The decision was met with strong opposition by Washington labor leaders and Democratic politicians, in one of the most pro-union states in the country.
Washington State Labor Council president Jeff Johnson and Secretary Treasurer Lynne Dodson in a statement yesterday condemned the decision, concluding
No court decision will stop us from fighting for good jobs, safe workplaces, affordable health care, and dignity at work for everyone. Today, we recommit not only to sustaining Washington’s labor movement, but to building a stronger one. In this economy, working people must stick together in strong unions to demand better wages and benefits.

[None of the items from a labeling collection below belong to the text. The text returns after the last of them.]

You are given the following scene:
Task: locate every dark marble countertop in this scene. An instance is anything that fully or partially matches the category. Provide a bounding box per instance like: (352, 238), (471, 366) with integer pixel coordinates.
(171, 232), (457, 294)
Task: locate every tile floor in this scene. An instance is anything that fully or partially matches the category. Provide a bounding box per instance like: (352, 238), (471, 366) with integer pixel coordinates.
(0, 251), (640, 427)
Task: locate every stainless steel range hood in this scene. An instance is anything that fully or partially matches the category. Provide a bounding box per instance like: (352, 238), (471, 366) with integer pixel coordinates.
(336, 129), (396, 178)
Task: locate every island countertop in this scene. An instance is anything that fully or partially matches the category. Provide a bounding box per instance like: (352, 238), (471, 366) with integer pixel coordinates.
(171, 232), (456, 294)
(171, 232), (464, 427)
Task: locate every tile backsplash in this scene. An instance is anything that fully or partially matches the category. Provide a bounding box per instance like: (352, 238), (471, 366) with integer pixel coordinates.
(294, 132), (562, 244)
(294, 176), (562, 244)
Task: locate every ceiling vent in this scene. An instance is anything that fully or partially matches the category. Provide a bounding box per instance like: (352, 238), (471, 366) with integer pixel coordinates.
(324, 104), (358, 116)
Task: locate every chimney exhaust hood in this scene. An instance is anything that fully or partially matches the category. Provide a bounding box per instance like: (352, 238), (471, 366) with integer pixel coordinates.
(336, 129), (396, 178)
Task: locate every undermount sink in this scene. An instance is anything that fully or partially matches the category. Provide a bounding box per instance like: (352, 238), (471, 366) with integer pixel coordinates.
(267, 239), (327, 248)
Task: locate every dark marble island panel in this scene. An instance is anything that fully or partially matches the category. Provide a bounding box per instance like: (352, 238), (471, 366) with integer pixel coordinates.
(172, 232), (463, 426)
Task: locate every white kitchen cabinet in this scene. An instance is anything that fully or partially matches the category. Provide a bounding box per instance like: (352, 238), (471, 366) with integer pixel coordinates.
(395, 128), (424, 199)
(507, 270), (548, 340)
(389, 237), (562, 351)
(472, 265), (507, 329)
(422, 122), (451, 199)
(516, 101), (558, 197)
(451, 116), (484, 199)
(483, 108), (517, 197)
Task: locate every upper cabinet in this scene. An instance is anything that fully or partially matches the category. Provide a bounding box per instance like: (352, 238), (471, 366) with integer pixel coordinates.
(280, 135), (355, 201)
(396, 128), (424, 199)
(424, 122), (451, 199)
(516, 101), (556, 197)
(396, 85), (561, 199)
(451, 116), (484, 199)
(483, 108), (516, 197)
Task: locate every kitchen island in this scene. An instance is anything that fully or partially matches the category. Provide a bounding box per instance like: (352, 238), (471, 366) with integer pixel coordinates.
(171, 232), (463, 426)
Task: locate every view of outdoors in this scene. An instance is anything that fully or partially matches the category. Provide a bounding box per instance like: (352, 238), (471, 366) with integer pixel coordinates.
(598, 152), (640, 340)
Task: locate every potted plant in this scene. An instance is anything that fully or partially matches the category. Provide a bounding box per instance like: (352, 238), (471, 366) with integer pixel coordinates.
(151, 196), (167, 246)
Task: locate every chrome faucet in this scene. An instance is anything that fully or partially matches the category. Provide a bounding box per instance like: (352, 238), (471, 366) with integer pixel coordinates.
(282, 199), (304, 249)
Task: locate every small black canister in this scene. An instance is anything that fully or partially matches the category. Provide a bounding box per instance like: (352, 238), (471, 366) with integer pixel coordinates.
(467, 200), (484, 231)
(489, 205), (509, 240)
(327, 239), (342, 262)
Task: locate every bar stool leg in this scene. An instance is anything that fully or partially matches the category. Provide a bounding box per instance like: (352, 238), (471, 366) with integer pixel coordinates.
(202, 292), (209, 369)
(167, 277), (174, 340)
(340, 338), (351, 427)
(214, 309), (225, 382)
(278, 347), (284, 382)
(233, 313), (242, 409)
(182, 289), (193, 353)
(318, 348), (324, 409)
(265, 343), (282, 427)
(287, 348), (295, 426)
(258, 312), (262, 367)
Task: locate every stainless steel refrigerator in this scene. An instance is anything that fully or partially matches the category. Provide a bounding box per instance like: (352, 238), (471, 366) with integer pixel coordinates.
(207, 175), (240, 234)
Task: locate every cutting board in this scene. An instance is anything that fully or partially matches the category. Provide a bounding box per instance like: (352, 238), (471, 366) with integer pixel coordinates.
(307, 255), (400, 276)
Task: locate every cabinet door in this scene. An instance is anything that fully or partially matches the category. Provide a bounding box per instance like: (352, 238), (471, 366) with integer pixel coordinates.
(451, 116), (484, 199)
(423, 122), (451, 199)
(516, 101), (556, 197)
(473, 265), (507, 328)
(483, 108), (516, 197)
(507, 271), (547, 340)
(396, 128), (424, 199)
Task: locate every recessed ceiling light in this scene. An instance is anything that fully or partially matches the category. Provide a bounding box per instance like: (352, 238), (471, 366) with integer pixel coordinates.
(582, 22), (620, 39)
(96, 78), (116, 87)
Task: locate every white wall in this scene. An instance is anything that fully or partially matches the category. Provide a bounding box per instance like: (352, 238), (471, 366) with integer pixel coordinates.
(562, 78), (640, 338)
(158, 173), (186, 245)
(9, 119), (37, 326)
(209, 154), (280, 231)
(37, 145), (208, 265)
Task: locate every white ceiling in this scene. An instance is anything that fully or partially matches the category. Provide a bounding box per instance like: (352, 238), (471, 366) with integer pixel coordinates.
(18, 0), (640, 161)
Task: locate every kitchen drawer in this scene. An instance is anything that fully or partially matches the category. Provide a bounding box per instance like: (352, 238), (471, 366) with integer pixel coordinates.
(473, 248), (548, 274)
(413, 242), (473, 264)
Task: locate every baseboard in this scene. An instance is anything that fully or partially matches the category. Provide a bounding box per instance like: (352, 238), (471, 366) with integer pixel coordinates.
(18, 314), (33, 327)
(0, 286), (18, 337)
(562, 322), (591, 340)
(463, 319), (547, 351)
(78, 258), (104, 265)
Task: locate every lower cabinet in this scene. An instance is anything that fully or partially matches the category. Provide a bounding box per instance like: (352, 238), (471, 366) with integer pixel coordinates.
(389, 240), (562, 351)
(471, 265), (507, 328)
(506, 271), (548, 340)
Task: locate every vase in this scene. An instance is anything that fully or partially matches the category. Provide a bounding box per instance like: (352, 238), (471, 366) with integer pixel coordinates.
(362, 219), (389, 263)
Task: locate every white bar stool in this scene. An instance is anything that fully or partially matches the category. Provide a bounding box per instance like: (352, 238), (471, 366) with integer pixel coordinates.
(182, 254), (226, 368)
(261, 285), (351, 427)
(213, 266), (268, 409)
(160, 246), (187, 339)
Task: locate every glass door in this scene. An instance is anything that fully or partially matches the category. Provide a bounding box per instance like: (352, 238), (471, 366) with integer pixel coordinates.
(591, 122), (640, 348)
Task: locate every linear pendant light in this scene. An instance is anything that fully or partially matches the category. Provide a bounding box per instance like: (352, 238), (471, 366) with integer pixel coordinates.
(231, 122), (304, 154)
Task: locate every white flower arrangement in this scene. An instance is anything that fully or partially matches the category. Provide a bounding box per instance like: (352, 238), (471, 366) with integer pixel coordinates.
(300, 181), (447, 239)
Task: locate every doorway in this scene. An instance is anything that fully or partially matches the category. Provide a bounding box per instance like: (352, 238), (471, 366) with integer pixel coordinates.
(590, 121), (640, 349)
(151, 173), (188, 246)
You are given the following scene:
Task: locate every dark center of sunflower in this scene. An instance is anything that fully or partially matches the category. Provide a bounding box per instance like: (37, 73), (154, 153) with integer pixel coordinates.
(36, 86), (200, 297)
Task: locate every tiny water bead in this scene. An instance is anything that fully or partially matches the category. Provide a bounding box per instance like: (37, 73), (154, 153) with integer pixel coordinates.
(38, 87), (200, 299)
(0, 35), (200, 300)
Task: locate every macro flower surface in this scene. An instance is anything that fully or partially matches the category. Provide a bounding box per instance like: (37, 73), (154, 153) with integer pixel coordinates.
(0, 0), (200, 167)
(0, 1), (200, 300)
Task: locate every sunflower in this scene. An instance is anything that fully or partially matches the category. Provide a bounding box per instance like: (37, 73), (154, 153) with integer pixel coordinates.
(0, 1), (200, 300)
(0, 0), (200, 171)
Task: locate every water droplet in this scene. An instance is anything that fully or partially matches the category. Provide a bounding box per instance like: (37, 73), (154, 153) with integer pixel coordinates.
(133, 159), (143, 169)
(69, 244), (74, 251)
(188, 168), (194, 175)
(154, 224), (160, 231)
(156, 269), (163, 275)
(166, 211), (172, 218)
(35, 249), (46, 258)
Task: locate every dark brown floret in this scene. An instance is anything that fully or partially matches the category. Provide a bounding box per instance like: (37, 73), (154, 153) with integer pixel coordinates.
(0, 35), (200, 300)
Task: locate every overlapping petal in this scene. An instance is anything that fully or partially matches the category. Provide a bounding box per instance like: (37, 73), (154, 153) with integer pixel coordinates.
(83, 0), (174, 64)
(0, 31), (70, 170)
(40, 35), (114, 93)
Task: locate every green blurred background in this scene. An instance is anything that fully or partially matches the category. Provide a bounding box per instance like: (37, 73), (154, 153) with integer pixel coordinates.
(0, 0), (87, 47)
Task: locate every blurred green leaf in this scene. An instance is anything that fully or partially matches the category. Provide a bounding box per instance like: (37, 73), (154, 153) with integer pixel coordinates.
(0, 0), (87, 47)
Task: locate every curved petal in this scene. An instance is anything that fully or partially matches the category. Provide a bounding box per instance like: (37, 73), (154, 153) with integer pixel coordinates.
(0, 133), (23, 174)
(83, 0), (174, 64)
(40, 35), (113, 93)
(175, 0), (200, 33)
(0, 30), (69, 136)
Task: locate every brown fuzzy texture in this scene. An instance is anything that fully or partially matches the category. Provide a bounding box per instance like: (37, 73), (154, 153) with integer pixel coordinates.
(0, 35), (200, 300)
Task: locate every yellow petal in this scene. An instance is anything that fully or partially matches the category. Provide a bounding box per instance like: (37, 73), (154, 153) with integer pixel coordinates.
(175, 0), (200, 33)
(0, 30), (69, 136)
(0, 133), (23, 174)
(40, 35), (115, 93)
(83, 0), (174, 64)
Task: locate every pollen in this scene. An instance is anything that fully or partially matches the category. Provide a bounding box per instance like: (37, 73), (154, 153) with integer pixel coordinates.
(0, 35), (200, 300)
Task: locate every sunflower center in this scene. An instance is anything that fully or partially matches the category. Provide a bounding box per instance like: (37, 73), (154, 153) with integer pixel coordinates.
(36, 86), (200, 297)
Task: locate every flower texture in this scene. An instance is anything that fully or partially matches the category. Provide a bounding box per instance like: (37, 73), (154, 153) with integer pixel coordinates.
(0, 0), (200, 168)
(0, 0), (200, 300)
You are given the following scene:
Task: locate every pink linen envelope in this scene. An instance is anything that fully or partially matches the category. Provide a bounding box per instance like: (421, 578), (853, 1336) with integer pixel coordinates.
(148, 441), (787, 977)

The unions of the Washington State Labor Council, AFL-CIO will redouble efforts to guarantee the freedom to join, stand and negotiate together.
The Lens reports reactions from two groups that celebrated the ruling.
While the decision could also overturn a new Washington law, the full impact to the state’s public policy is not yet known and could depend on what action if any is taken by either the state legislature or public unions themselves.
However, Washington Policy Center’s (WPC) Director for Worker Rights Erin Shannon told Lens that no matter what, Janus “represents a significant shift in what our political and policy landscape moving forward will look like.”
She adds that for public sector unions, “it’s a whole new business model.”…
Freedom Foundation CEO Tom McCabe said in a statement that “nothing in this decision prevents workers from organizing or bargaining collectively if they choose to. It simply allows them to keep their jobs if they don’t. From now on, instead of just being handed someone else’s money, the unions will have to earn it. If they can’t survive without a government-enforced monopoly, they have only themselves to blame.”
Politicians and union members participated in rallies in various cities across Washington. KUOW reports on one in Seattle.
At a rally after news of the ruling broke at Harborview Medical Center, King County Executive Dow Constantine gave voice to Democrats’ frustration.
“We are angry!” Constantine said. “And in November we are going to get even!”
In Spokane, the Spokesman-Review reports, union leaders say that they anticipate little immediate impact.
“I feel like we do a good job of providing a service to our members,” said Randy Marler, president of Spokane Firefighters Union Local 29. While he personally disagrees with the decision, he said it probably won’t have much effect on his organization…
Katy Henry, president of the Spokane Education Association, said the union that represents teachers and classified staff in the Spokane Public Schools has very few agency fee members. They’ll stop paying the portion of dues that went to services like collective bargaining because of the decision, but the vast majority of the members will remain in the union, she said.
Local union leaders expressed disappointment at the U.S. Supreme Court’s decision Wednesday regarding public sector union fees.
Leaders considered a decision a blow to worker representation.
However, it appears that the financial impact for several local unions will be minimal.
Ira Cavin, president of the Yakima Policemen’s Union, which represents Yakima Police Department officers, said union membership in good standing is a condition of employment.
All the workers that IAFF represents are also union members. Teamsters 760 has “fewer than five” nonunion public workers paying fees, Crouch said.
The uncertain aftermath will take months to sort out. As Route Fifty reports,
It’s still speculative how the court decision will affect union finances…
The unions and their supporters see a larger agenda and a protracted battle.
Proponents of agency and fair-share fees say that eliminating them creates the risk of a “free-rider” problem, where people opt out of paying into the union, but still benefit from its services. This, in turn, creates the possibility that unions could have their finances weakened.
But Heidi Shierholz, a senior economist and director of policy at the left-leaning Economic Policy Institute, said the concerns go beyond union finances. “Worker wages and benefits are what will be hurt if unions don’t have enough resources to do their work effectively,” she said.